Re: Patent?
Trade secrets are also not advancing the public good nor time-limited nor necessarily novel and therefore do not get the legal monopoly that a patent does, so all the enforcement goes into destroying the personal life of the contracted employee in court as an example to others. This coupled with there being, usually, little clear boundary around what is and is not protected, it gives employers a very long arm to harass anyone who happens to have been a good and creative employee but had the audacity to leave.
Personally, I am not allowed to implement what I suspect to be the better solution for certain tasks because they are trade secrets I invented* for my employer from twenty years ago. If the company had patented it then it would be expired by now, and/or my future-now-past employers might have licensed it in the meantime.
My reaction has been to decline to participate in the patent harvesting games, and to tell the same to everyone I mentor. I am not one to violate an NDA from one employer to another but please don't expect to constrain my ability to use a skill somewhere in the future.
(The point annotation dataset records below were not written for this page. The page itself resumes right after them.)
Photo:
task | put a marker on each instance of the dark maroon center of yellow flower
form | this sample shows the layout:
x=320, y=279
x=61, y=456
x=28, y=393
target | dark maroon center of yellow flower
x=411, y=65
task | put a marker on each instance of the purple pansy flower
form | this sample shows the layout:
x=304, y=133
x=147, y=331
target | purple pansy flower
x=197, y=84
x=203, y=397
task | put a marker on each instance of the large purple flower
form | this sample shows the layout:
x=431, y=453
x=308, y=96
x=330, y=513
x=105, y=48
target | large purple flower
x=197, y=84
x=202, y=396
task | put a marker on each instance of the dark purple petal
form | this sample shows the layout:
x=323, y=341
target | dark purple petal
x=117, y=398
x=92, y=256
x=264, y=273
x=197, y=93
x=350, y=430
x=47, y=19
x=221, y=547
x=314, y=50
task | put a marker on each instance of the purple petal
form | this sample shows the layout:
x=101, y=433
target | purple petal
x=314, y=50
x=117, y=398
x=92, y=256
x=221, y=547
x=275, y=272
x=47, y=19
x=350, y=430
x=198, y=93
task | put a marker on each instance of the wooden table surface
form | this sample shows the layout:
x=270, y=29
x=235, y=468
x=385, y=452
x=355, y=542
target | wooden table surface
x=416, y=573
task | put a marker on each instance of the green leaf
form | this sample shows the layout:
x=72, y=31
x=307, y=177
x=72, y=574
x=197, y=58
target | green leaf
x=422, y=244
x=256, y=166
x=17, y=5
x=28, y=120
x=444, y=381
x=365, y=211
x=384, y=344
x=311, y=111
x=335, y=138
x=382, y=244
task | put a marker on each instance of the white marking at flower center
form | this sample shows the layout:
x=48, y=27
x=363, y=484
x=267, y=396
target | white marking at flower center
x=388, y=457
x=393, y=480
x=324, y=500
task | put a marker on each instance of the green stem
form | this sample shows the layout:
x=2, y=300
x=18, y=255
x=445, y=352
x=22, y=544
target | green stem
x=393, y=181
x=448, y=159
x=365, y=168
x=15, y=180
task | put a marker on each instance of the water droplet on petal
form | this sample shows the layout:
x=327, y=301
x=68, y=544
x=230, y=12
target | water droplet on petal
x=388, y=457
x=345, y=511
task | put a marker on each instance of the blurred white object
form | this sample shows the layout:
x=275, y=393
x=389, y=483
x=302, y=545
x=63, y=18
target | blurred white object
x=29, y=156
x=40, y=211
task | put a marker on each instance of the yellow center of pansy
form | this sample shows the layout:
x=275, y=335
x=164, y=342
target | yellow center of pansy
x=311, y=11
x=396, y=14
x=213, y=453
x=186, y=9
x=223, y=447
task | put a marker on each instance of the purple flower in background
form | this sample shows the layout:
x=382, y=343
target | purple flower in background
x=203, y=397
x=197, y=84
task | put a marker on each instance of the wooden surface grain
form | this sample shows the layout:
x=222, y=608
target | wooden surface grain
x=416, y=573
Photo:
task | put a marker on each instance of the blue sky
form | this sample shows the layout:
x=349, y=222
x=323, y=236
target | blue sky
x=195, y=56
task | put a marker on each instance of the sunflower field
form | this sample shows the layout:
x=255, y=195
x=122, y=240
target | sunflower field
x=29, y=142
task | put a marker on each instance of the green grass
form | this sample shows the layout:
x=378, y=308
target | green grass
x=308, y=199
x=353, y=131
*As far as I knew they were novel then, not that the patent attorneys did their due diligence before telling me they were going to be protected as trade secrets for the rest of eternity and I best keep my trap shut. Meanwhile open source has almost caught up which I guess means I may be released eventually... Not that I want to pony up to prove it in court if someone wants to force the issue.
- Anon because I do not live in California or another place with employee rights, and I still work in a vaguely related field.